Wenancjusz Szuster / Łódź Film Commission
- Moniuszki Street, the YMCA Poland building, outdoor location and interiors, the place where Strzemiński's students exhibited their works (demolished by communist Secret Service's officers).
- Kilińskiego Street (on the corner of Włókiennicza Street), the butcher's shop.
- Włókiennicza Street (on the corner of Kilińskiego Street), the paint shop.
- Włókiennicza Street (on the corner of Kilińskiego Street, facing the paint shop), shop window of the clothes shop, built decoration.
- Włókiennicza Street, the yard from Wschodnia Street, the yard and gate of Strzemiński's house and balcony in one of the scenes.
- Włókiennicza Street, the parade of May 1st.

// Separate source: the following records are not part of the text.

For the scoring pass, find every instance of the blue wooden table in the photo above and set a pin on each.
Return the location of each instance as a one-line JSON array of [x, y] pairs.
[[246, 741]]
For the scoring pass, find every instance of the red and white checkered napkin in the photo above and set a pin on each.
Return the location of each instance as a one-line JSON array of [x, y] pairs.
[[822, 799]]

- Próchnika Street (on the corner of Żeromskiego Street), outdoor location, the Strzemińskis' tenement house, onto which a large banner with the image of Joseph Stalin is being hauled.
- Gdańska Street (on the corner of Więckowskiego Street), outdoor location, the Museum of Art, Strzemiński and Nika go there to deposit paintings to safeguard them against destruction.
- Wólczańska Street (on the corner of Zielona Street), the Higher School of Arts, Strzemiński leaves the school with his students after his lecture is cancelled.
- 17th Roosevelta Street, outdoor location, the headquarters of Polish Stage Artists' Association.
- Tymienieckiego Street, outdoor location, Nika runs to the hospital to visit her mother.
- The Tatry Cinema, outdoor location and interiors, Strzemiński and Nika in the cinema and in front of the building.
- Wi-Ma, outdoor location, seamstresses leave the factory, Strzemiński falls down.